Commission's decision -

After holding initially that the OPs were enterprise within the meaning of Section 2(h), the CCI delineated the relevant market as 'market for account settlement services in respect of air cargo segment in India', CCI relied on the data provided by the DG and held that the OPs are not dominant in the relevant market.  The rationale being that during the relevant period, i.e., 2009-10 to 2012-13, the market share of IATA in the relevant market was 'NIL'. Moreover, even beyond the relevant period, the market share of OPs was never more than 21.18%1.  CCI noted that CASS was not mandatory but an option for cargo agents. The air cargo agents had the option to switch to alternative account settlement system. Thus, there existed substitutability in the relevant market.
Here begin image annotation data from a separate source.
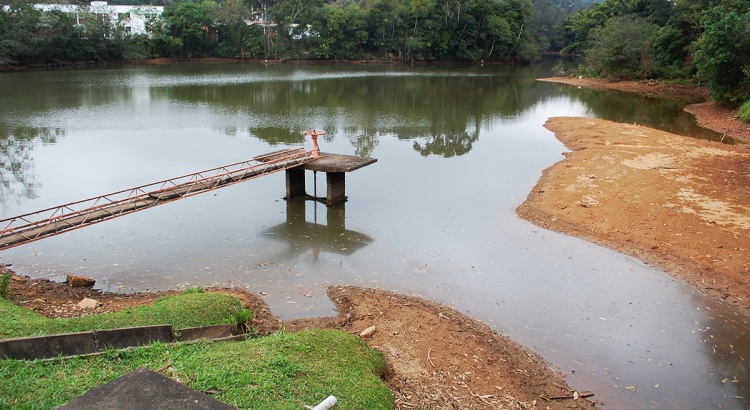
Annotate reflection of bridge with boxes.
[0,148,376,250]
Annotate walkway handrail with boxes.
[0,148,316,250]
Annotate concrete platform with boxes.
[301,152,378,172]
[58,367,235,410]
[284,152,378,206]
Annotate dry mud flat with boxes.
[0,267,596,410]
[517,79,750,315]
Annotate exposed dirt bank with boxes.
[539,77,750,142]
[518,77,750,315]
[0,268,595,409]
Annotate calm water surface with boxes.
[0,65,750,409]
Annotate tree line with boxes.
[0,0,750,111]
[0,0,552,65]
[558,0,750,108]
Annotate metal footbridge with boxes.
[0,147,319,250]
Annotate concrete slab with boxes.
[177,325,233,341]
[58,367,235,410]
[92,325,174,350]
[302,152,378,172]
[0,332,96,360]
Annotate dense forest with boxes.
[0,0,750,109]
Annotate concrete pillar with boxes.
[326,172,346,206]
[284,167,306,199]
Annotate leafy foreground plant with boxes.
[0,330,393,409]
[0,292,242,339]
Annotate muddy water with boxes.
[0,65,750,408]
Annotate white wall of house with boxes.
[34,1,164,35]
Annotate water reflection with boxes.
[260,199,374,261]
[0,64,750,408]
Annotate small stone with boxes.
[78,298,100,309]
[359,326,375,338]
[66,275,96,288]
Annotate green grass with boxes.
[0,330,393,410]
[0,291,393,409]
[0,292,242,339]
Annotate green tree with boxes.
[162,0,217,58]
[695,0,750,105]
[586,14,656,79]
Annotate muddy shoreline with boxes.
[517,78,750,316]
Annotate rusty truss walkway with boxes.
[0,148,316,250]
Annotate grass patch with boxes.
[0,330,393,410]
[0,292,242,339]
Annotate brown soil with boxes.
[518,79,750,315]
[0,268,595,409]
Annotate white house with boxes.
[34,1,164,34]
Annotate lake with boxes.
[0,61,750,408]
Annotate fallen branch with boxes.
[542,391,594,401]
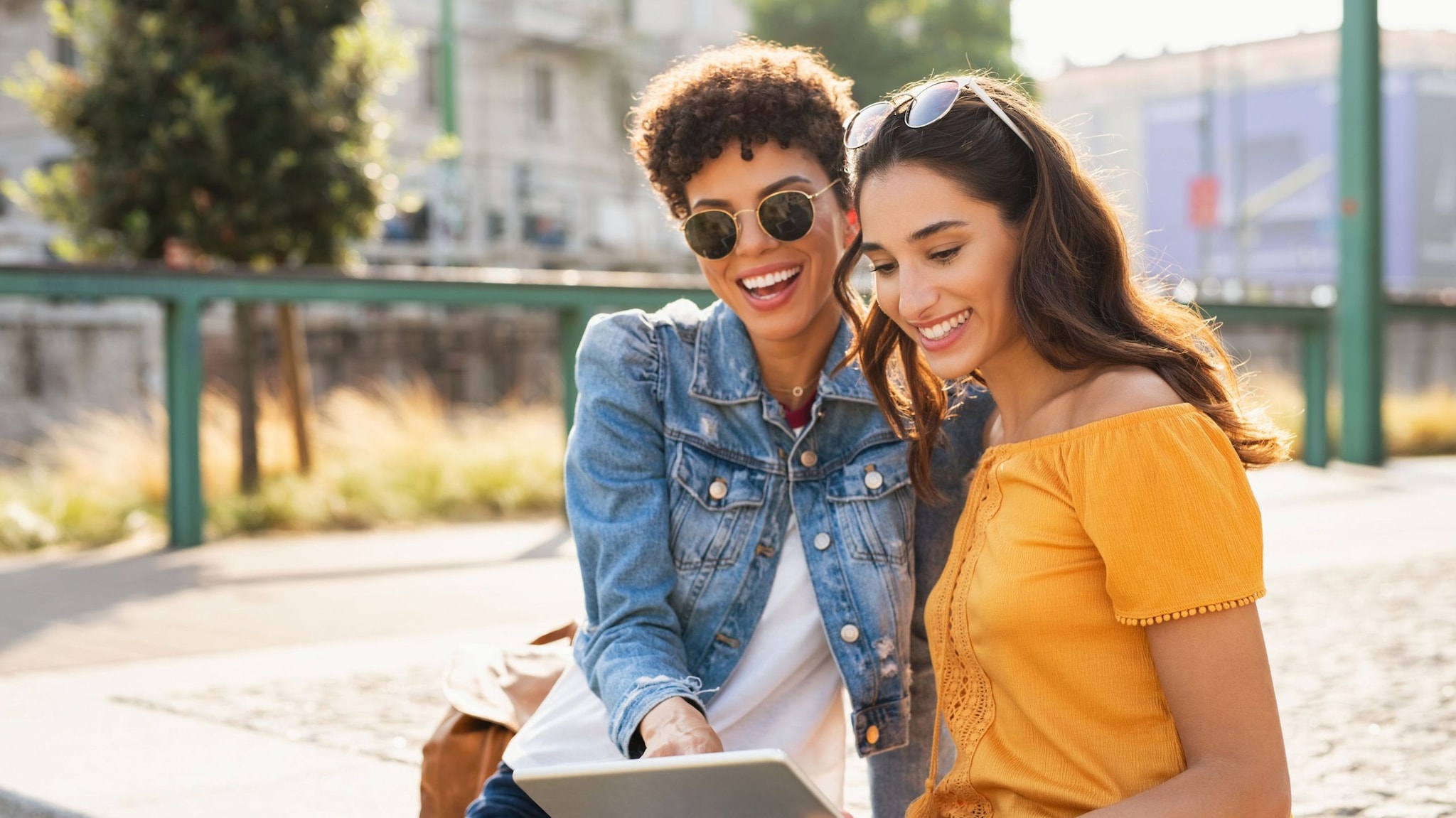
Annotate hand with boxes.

Thus, as OPs did not enjoy dominant position in the relevant market, the CCI refrained from delving into the question of abuse of dominant position.

With regards to the allegations pertaining to contravention of the provisions of Section 3 of the Act, the CCI, agreeing with DG findings, observed that in the absence of any fresh material or evidence in respect of the allegations pertaining to contravention of the provisions of Section 3 of the Act, the contention of the Informant is not well-founded.  


In past, there have been multiple face-offs between the parties before the CCI and the COMPAT. But in my view even this recent order, the CCI has left few gaps,  such as , (i) not considering the market share of IATA in the International cargo volumes to and from India , which if considered would have shown that IATA enjoyed market power and faced virtually no competition  from domestic airlines and (ii) not fully examining the possible role of the member airlines of IATA in coming together in an anti-competitive manner to dictate terms of doing business to the downstream  cargo agents fully dependent upon them in violation of Section 3(3) of the Act . I am sure that ACAAI is going to challenge this CCI order too by another appeal before the new Appellate Tribunal, the NCLAT. So the battle over CASS in India is likely to continue .


1 Apparently, CCI has only considered the domestic cargo transit figures and ignored ACAAI's objection of considering the International cargo figures in which IATA member airlines clearly enjoyed market power.